Is there no danger that North Korea could use the long-range missile it is developing (one with a possible range of 6,000 miles) against the United States? Or that this perennially poor country will ever stoop to making quick cash by selling missiles to terrorists? Or that Libya, Syria and other state sponsors of terrorism will ever upgrade their own missile stocks to threaten America's allies?

Even for a man such as Halberstam, who must be quite capable of understanding and appreciating probabilities, this makes for a lot of assuming. And if we've learned nothing else since Sept. 11, it's that we need to become far more humble regarding what we assume about others -- and far more imaginative in what we do to protect ourselves.
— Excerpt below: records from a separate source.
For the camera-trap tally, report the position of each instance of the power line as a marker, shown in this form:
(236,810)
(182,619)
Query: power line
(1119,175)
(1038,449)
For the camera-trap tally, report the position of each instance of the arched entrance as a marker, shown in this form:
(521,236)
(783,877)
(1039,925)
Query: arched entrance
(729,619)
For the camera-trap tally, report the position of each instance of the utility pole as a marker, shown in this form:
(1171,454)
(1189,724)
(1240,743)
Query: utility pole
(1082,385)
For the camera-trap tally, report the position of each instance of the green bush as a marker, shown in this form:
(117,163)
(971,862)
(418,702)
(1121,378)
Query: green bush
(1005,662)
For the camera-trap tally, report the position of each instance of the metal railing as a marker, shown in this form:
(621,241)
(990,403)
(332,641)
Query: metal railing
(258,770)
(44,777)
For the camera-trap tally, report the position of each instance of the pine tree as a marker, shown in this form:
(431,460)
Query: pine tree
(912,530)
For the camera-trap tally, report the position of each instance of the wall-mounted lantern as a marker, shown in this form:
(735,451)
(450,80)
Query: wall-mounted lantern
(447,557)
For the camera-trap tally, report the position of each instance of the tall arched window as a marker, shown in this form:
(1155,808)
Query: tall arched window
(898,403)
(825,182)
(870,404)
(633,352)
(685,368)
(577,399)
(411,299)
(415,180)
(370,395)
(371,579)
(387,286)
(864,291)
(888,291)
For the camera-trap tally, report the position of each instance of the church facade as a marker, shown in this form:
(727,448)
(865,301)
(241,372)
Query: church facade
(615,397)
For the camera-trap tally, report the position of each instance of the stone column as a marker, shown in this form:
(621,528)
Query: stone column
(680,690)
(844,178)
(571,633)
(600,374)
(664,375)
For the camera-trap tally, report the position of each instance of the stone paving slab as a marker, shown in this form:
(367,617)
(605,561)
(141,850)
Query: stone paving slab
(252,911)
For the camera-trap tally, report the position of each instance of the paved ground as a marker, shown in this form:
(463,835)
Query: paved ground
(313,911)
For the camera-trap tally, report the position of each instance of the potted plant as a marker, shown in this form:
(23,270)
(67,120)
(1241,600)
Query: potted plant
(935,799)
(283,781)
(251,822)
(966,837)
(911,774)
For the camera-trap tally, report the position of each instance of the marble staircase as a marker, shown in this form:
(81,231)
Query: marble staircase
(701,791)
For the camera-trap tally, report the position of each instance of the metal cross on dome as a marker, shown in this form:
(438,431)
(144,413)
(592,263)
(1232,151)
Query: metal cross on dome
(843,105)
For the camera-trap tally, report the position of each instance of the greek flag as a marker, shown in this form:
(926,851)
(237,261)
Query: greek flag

For instance, we've long believed one thing would deter ballistic missile strikes against the United States -- that anyone who attacks us doesn't want to die. After all, we would retaliate vigorously.

This assumption, of course, didn't hold true on Sept. 11. The perpetrators willingly went down with the planes, so they obviously didn't fear death.

Further, we assume virtually all of those who hate us can't reach us with ballistic weapons. But who can say what range a missile belonging to a terrorist-supporting state will have in five or 10 years? And what if a well-endowed terrorist network figured out a way to launch a missile from a barge at sea just a few hundred miles off our shores? This would be no less impossible to achieve than coordinating an attack by four hijacked airliners.

If a sea-based attack occurred, how would we react? Even if we found the barge with its crew still alive, what do we do to them that would deter others with similar aims? And even if we knew the exact location of a launch from a rogue state, killing millions of innocent people in that state wouldn't bring back one dead American.

Before Sept. 11, no one had hijacked an American plane for more than 10 years. If we can't put it past terrorists to pull off those attacks, how can we reasonably ignore the possibility that they could acquire ballistic missiles with chemical, biological or even nuclear warheads?

And if that's the case, what, really, is the argument against constructing missile defense as soon as possible? We've proven it can work. Yes, we would have to withdraw from the 1972 Anti-Ballistic Missile Treaty. But if our national security demands such a step, we must take it.

We can't assume weapons of mass destruction -- principally missiles -- won't come our way in the near future. In fact, we probably should assume they will. We can't assume those who wish us harm aren't even now busily trying to acquire and refine such missiles. We can't underestimate their commitment, their financial wherewithal or their imagination.

Unlike Mr. Halberstam, whose contentions about missile defense rest on a tall stack of questionable guesses, we no longer can afford easy assumptions at all.

Kim Holmes is Vice President of Foreign and Defense Policy Studies and Director of the Kathryn and Shelby Cullom Davis Institute for International Studies at The Heritage Foundation.